Your Neighborhood Council’s email list is entirely composed of people who already know and care about your Neighborhood Council, so it’s probably one of the best sources for finding committee members and supporters. You can send a call to action to that list, asking stakeholders to sign up for committees, or become involved with committee businesses by attending committee meetings regularly, and helping with routine tasks. (For example, someone may be too busy to be an official committee member, but they might still sign up to post notices on a committee’s behalf.) Besides increasing committee involvement, an email like this is a great way to remind your stakeholders about when your Neighborhood Council meets and what it does.
You may get the best return on this sort of email if it contains clear “job descriptions,” such as a list of committees and their regular meeting days/times/locations; a brief summary of what each committee does, and a few bullet points about what each committee needs help with.

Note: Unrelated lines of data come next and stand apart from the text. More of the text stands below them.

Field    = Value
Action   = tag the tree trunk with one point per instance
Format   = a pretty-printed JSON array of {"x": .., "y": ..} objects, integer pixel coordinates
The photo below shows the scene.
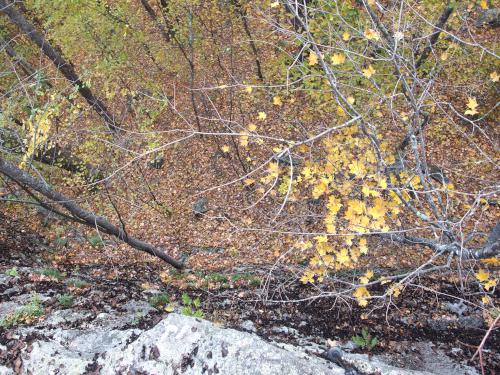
[
  {"x": 80, "y": 214},
  {"x": 7, "y": 7}
]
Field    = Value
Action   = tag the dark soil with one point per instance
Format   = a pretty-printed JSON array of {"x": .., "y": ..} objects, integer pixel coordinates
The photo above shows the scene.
[{"x": 419, "y": 315}]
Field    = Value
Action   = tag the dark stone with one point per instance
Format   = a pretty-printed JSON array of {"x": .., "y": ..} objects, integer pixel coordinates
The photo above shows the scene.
[
  {"x": 471, "y": 322},
  {"x": 224, "y": 350},
  {"x": 334, "y": 355},
  {"x": 437, "y": 174},
  {"x": 200, "y": 206},
  {"x": 154, "y": 353}
]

It’s also nice to include a couple words about any big achievements your committees have had in the past.
Organize the incoming data you collect by including a list of what interested stakeholders should put in their responses: their name; phone number; email address; committee they are interested in; role they are interested in; a sentence or two about why they are interested. You can additionally create a form with that sort of list on it, and distribute it to stakeholders at your board meetings, asking them to fill it out and return it at the end of the meeting, if they are interested in participating on one of your committees.

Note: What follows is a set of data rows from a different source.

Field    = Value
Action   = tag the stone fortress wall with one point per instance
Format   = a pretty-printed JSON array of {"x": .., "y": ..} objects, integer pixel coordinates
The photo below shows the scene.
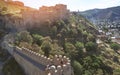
[{"x": 36, "y": 64}]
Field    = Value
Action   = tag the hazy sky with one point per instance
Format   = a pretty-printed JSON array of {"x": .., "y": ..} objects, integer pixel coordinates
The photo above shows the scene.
[{"x": 73, "y": 5}]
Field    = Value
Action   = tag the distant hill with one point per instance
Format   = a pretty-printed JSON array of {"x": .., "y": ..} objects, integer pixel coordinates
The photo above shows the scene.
[{"x": 107, "y": 16}]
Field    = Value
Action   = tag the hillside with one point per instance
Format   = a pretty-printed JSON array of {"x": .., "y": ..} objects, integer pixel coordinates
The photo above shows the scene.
[
  {"x": 103, "y": 17},
  {"x": 57, "y": 31}
]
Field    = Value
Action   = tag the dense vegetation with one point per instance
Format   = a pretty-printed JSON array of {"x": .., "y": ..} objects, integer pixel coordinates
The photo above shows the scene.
[{"x": 74, "y": 37}]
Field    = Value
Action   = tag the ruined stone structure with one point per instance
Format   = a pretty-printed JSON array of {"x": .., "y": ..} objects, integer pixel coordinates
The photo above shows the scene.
[
  {"x": 36, "y": 64},
  {"x": 44, "y": 16}
]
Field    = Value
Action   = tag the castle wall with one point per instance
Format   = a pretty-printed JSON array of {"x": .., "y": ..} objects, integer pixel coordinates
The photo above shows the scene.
[{"x": 36, "y": 64}]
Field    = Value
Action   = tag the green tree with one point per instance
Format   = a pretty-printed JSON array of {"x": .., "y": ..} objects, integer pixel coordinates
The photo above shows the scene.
[
  {"x": 70, "y": 50},
  {"x": 90, "y": 46},
  {"x": 79, "y": 47},
  {"x": 115, "y": 46},
  {"x": 77, "y": 68}
]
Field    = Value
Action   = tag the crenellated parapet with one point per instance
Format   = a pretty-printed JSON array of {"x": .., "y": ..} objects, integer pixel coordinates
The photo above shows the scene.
[{"x": 59, "y": 65}]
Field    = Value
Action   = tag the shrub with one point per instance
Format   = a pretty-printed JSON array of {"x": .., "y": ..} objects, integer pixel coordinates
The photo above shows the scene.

Another good place to find stakeholders who can contribute their expertise to your committees are the business owners who are part of your local Business Improvement District or Chamber of Commerce. There may be a CPA there, for example, who can help with your Budget & Finance Committee. You can also outreach to local colleges and universities with programs in urban planning, public policy, law, marketing, architecture, MBAs, or accounting. (With students, make sure that class times are not a routine conflict for attending board or committee meetings.) And you will additionally find stakeholders who are already engaged with community issues in places such as NextDoor, homeowner associations, Neighborhood Watch groups, churches, and local service organizations.